Flood Recovery Frequently Asked Questions

The Flood of 2016 damaged six schools and multiple school district facilities. The following information will be updated periodically in order to keep the public informed about our recovery. 



Updated 6-27-17

Click here for campus status updates.


Our Priorities:

  • Maintain highest quality of education using available resources;
  • Manage flood recovery construction and acquisition of resources for instruction while maximizing our position relative to FEMA reimbursement eligibility (Fiscal responsibility for today and the future of APSB);
  • Include hazard mitigation in our flood recovery efforts to minimize facility damage in the event of another water related event in the future; and
  • Develop a timeline that is aggressive but includes all priorities above.


 1.         What is the total value of damages from the flood?

  • Early estimates are flood-related expenditures will cost between $100 million - $110 million.

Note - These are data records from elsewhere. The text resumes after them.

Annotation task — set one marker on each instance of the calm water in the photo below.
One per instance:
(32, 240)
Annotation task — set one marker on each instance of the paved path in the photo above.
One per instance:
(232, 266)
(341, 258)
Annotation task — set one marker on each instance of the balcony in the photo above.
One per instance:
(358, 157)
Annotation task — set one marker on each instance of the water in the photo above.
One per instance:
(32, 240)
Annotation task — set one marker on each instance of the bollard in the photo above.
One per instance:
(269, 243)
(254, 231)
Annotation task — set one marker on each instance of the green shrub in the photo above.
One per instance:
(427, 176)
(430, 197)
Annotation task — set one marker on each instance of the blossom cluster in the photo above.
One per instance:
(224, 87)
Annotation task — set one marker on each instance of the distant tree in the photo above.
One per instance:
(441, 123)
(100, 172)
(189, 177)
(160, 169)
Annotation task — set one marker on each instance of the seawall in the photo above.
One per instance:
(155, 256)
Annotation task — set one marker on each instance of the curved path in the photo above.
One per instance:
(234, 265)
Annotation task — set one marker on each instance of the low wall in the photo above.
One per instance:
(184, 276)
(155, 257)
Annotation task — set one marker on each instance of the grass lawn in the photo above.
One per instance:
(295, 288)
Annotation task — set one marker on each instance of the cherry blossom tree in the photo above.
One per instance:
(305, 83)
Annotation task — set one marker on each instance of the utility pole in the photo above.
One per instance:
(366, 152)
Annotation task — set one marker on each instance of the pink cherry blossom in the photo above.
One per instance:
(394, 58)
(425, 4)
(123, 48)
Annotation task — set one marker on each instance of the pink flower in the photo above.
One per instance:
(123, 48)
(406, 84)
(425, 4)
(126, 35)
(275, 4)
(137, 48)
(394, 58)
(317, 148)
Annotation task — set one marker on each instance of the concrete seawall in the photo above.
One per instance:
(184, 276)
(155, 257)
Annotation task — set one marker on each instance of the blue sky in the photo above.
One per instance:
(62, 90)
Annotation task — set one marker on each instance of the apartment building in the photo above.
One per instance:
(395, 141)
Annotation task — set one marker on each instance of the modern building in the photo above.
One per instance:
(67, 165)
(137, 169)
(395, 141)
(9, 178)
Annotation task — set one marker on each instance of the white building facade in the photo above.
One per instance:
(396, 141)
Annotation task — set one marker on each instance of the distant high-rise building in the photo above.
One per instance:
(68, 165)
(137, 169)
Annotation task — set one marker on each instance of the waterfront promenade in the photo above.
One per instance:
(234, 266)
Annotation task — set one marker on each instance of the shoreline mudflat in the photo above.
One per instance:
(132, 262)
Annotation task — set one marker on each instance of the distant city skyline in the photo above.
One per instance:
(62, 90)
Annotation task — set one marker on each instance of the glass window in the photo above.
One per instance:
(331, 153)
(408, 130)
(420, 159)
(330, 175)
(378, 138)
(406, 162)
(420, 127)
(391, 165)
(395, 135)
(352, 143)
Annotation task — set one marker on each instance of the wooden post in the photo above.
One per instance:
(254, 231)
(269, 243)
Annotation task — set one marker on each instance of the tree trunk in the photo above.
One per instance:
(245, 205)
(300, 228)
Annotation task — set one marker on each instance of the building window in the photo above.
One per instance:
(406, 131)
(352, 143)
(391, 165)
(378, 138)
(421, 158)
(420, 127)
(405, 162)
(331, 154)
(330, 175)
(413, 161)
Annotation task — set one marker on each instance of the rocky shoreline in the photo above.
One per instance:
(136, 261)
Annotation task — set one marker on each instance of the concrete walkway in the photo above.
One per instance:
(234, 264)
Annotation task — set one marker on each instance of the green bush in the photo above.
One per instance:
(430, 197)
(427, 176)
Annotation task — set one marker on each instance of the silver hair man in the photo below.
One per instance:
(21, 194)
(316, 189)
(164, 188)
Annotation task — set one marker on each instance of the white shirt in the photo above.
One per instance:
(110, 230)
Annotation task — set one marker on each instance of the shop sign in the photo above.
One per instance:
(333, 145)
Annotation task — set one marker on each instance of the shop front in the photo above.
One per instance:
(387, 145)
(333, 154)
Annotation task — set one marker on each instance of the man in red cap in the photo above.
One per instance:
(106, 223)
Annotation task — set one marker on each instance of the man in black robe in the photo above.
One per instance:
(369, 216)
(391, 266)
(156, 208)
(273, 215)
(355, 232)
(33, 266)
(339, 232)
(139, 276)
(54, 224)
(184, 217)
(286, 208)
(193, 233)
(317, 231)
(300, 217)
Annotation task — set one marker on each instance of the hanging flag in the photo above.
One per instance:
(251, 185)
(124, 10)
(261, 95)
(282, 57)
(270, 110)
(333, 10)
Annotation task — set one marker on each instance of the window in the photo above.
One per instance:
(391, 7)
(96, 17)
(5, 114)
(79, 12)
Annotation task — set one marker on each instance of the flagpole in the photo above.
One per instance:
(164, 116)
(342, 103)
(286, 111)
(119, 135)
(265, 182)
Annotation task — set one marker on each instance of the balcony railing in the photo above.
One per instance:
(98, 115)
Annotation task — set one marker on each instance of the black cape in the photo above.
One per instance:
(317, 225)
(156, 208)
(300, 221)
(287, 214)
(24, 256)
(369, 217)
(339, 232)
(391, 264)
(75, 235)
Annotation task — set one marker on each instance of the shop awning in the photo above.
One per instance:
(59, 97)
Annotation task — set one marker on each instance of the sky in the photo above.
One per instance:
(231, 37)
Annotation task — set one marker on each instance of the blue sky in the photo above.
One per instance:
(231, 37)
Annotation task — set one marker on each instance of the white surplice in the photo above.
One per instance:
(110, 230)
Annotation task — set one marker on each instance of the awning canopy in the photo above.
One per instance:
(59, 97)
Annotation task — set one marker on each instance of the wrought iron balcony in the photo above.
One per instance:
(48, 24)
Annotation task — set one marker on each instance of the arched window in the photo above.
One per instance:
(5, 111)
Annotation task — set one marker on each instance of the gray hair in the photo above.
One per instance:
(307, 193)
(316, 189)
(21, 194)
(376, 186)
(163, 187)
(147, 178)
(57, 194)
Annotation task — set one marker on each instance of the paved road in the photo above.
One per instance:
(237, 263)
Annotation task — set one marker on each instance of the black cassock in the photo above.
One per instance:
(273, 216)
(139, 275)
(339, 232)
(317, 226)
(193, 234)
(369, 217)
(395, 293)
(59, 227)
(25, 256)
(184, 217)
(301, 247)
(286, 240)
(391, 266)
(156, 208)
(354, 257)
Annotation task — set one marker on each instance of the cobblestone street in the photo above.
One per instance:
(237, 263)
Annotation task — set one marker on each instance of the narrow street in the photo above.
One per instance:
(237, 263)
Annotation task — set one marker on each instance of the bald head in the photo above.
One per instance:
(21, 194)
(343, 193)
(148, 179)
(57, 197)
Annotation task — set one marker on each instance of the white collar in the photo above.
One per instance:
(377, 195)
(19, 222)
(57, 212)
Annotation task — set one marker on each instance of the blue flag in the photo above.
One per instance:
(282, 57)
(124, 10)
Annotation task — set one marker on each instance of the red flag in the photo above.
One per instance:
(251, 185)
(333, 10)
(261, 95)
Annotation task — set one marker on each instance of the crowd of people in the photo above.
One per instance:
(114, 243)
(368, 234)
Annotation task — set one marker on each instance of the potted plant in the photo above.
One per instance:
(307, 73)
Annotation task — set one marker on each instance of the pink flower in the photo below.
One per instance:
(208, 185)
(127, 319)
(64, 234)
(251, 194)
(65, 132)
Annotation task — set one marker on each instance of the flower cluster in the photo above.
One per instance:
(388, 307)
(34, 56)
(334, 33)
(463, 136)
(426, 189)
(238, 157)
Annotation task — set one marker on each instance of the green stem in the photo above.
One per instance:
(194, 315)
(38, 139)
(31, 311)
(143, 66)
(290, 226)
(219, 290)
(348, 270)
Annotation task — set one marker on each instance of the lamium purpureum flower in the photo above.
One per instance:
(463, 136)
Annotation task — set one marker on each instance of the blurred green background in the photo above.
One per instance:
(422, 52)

2.         How much will FEMA cover?

  • If we follow all the rules and procedures, we should be eligible for up to 90% of expenditures reimbursed by FEMA. 


3.         When will permanent repairs be complete?

  • St. Amant Primary and St. Amant Middle are currently under construction. Unless delayed by weather, we hope construction will be complete in time for the start of the 2017-18 school year.
  • Lake Elementary's design is complete and waiting to bid pending FEMA obligation of funding.
  • Our other flooded schools are in the design phase for permanent repairs.
  • As with our normal processes, FEMA requires us to bid these projects and follow a specific checklist. For example, design timelines range between 3-7 months, bid timelines are between 30-45 days, and construction timelines range between 6-18 months, dependent upon the scope of work. These projects are very detail-oriented because the flood caused widespread damage to flooring, walls, ceiling tiles, sewer, water, electrical outlets, gas, air-conditioning, ducts, kitchen equipment, all furniture and contents. 
  • Remember, one of our priorities is that building assessment for permanent repairs be comprehensive so that not only current students, but also future students, have a quality facility in which to attend school.


4.         This is an emergency; why can’t you expedite permanent repairs?

  • FEMA expects us to follow our typical permitting and public bid law processes, which have specific timelines. Expediting would jeopardize reimbursement. The value of our damages is so high, we cannot afford to pay for repairs out-of-pocket.
  • The most important step in proceeding from design to construction is securing a funding source.
  • Following our normal procedures will put us in the best position for full reimbursement from FEMA.


5.         Why did we spending money on temporary buildings?

  • When we learned FEMA would fund the temporary buildings as well as permanent repairs, we realized that path would be better than trying to temporarily repair the permanent buildings and make permanent repairs at a later date.  Temporary buildings provide us a better resource for each school than the current host and platooning situation, which aligns with our number one priority to maintain the highest quality of education using available resources.
  • The temporary buildings did not delay repairs to permanent buildings because we have a set process to follow for permanent repairs. 
  • The temporary buildings allowed us to return to our campuses much sooner than making permanent repairs, so transportation and school hours were back to normal as quickly as possible. This was important for our schools and the community.


7.         Why did we not install temporary buildings on St. Amant Primary’s campus?

  • There is not enough room on St. Amant Primary’s campus to support enough temporary buildings to house the entire school. Using the old RPCC site still accomplishes our goal of reuniting the entire student body on one site and moving to normal operating school hours.
  • We plan to move students from RPCC to their permanent campus. The scope of work at this campus is such that we expect it to have the shortest timeline for permanent repairs.